Synchronisation¶
This section describes the basic aspects of synchronisation using Kinto.
Note
If you are looking for a ready-to-use synchronisation solution, jump to Implementations.
The basic idea is to keep a local database up to date with the Kinto server:
- Remote changes are downloaded and applied on the local data.
- Local changes are uploaded using HTTP headers to control concurrency and overwrites.
In short:
- Poll for remote changes using
?_since=<timestamp>
- Apply changes locally
- Send local creations
- Use concurrency control to send local updates and deletes
Polling for remote changes¶
Kinto supports range queries for timestamps. Combining them with the sort parameter allows to fetch changes in a particular order.
Depending on the context (latest first, readonly, etc.), there are several strategies to poll the server for changes.
Important
- Timestamps are unique.
- Deleted records have an attribute
delete: true
. - Created/updated records are both returned in their new version.
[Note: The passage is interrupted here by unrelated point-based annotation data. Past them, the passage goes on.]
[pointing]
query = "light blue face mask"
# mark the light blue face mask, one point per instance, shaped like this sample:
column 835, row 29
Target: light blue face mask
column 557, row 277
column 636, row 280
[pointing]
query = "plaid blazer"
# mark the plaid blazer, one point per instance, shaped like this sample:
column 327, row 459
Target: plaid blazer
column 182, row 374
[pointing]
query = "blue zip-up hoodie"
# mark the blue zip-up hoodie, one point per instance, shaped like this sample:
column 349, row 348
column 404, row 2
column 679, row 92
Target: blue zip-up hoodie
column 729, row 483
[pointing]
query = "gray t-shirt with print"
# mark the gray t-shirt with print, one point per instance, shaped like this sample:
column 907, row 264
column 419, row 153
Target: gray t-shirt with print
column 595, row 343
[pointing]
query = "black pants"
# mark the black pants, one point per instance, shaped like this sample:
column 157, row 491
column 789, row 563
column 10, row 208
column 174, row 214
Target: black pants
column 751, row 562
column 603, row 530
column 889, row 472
- Since Kinto does not keep any history, there is no diff for updates.
Pagination¶
By default, Kinto does not paginate the records list. Since an explicit limit can be set in the server settings, clients must handle pagination when polling for changes.
In order to reduce the size of response payloads, the client can also force the
pagination using the ?_limit=<nb>
querystring parameter.
Pagination basically consists in fetching the list while the Next-Page
response header
is present. The Next-Page
header is the full URL of the next page.
Note
Pagination requests carry every necessary parameter to be reproduced in case of connectivity error.
Strategy #1 — Oldest first¶
The simplest way to obtain the changes is to sort the records by timestamp ascending.
We will use sort=last_modified
and _since=<timestamp>
:
- First sync:
timestamp := 0
- Next sync:
timestamp := MAX(local_records['last_modified'])
- Fetch
GET /buckets/<bid>/collections/<cid>/records?_sort=last_modified&_since=<timestamp>
- If response is
200 OK
, handle the list of remote changes. - If response has
Next-Page
header, follow full URL in header. - If list of changes is empty, done → up-to-date.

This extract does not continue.